I suffer from post concussion syndrome and can't tolerate much bouncing without bad headaches and feeling bad so I have to go extremely slow with my current chains.

Wondering what style you went with is it the diamond tread like these?






Farm Tractor Diamond Tire Chains | TireChains.com







tirechain.com


----------



## LouNY (Dec 15, 2016)

Yes, the Euro style studded chain will give you the best ride as well as the best traction.


----------



## unsquidly (Jul 13, 2021)

Lou, 
Is there such thing as a good riding set of chains or just some that ride much less worse then others? LOL


----------



## jeffrcarlson (8 mo ago)

LouNY said:


> Yes, the Euro style studded chain will give you the best ride as well as the best traction.
> View attachment 79498


Thanks For the response. I tried to PM you from another thread but as a new users was not allowed to.


----------



## LouNY (Dec 15, 2016)

unsquidly said:


> Lou,
> Is there such thing as a good riding set of chains or just some that ride much less worse then others?
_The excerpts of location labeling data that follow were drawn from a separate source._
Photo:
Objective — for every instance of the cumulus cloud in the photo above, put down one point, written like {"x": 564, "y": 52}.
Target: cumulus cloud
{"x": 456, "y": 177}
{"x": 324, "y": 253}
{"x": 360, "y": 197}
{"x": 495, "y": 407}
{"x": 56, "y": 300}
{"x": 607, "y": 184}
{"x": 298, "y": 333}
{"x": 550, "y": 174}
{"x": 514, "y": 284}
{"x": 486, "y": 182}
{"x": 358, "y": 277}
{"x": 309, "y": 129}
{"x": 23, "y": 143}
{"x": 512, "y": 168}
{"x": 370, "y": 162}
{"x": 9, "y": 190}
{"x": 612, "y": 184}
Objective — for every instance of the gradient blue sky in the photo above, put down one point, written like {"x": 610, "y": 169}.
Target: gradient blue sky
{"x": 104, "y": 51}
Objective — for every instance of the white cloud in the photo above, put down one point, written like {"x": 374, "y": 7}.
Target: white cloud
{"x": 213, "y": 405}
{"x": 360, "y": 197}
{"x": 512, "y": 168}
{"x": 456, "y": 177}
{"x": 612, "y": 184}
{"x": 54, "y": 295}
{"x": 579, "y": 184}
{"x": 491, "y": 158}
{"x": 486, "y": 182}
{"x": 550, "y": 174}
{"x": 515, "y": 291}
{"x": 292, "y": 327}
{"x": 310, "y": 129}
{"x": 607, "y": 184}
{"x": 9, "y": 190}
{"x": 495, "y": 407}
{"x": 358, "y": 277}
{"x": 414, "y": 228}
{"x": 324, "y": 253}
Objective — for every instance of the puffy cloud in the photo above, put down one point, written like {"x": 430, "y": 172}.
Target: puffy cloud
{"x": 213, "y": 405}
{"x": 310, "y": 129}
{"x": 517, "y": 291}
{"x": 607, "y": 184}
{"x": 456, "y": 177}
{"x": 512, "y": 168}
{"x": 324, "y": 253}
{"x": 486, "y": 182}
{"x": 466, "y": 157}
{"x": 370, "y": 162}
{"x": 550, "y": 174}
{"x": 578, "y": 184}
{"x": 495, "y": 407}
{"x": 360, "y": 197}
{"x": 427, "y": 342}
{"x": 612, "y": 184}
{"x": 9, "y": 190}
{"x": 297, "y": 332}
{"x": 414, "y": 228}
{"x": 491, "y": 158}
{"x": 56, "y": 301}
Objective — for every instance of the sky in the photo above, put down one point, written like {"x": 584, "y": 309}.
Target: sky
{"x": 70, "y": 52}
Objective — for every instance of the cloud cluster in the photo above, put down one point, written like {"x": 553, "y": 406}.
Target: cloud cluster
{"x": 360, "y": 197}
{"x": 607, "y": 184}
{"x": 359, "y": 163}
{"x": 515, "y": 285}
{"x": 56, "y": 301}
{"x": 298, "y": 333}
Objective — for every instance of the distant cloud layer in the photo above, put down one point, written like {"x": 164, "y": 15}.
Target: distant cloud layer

LOL


Actually yes, with the referenced chains there is no bouncing or clunking.
I have gone down bare pavement and frozen dirt roads at 15 mph with those chains on and as slow as 1/2 mph the 
ride feel is just about the same as summer with bare rubber.
And the traction on frozen ground will exceed dry hard summer traction, I was never as surprised and impressed with a set of chains as when
I bought my first pair of those and just one run on my driveway with mine was enough for my brother to get three sets that winter for the farm.


----------



## unsquidly (Jul 13, 2021)

LouNY said:


> Actually yes, with the referenced chains there is no bouncing or clunking.
> I have gone down bare pavement and frozen dirt roads at 15 mph with those chains on and as slow as 1/2 mph the
> ride feel is just about the same as summer with bare rubber.
> And the traction on frozen ground will exceed dry hard summer traction, I was never as surprised and impressed with a set of chains as when
> I bought my first pair of those and just one run on my driveway with mine was enough for my brother to get three sets that winter for the farm.



Luckily enough, I have not ever lived in a place that I needed chains on a truck or tractor but I have always heard that they ride rough and tear up your equipment.....Looks like that is not the case anymore....


----------



## jeffrcarlson (8 mo ago)

LouNY said:


> Actually yes, with the referenced chains there is no bouncing or clunking.
> I have gone down bare pavement and frozen dirt roads at 15 mph with those chains on and as slow as 1/2 mph the
> ride feel is just about the same as summer with bare rubber.
> And the traction on frozen ground will exceed dry hard summer traction, I was never as surprised and impressed with a set of chains as when
> I bought my first pair of those and just one run on my driveway with mine was enough for my brother to get three sets that winter for the farm.


Awesome my head will be very grateful next snow season!


----------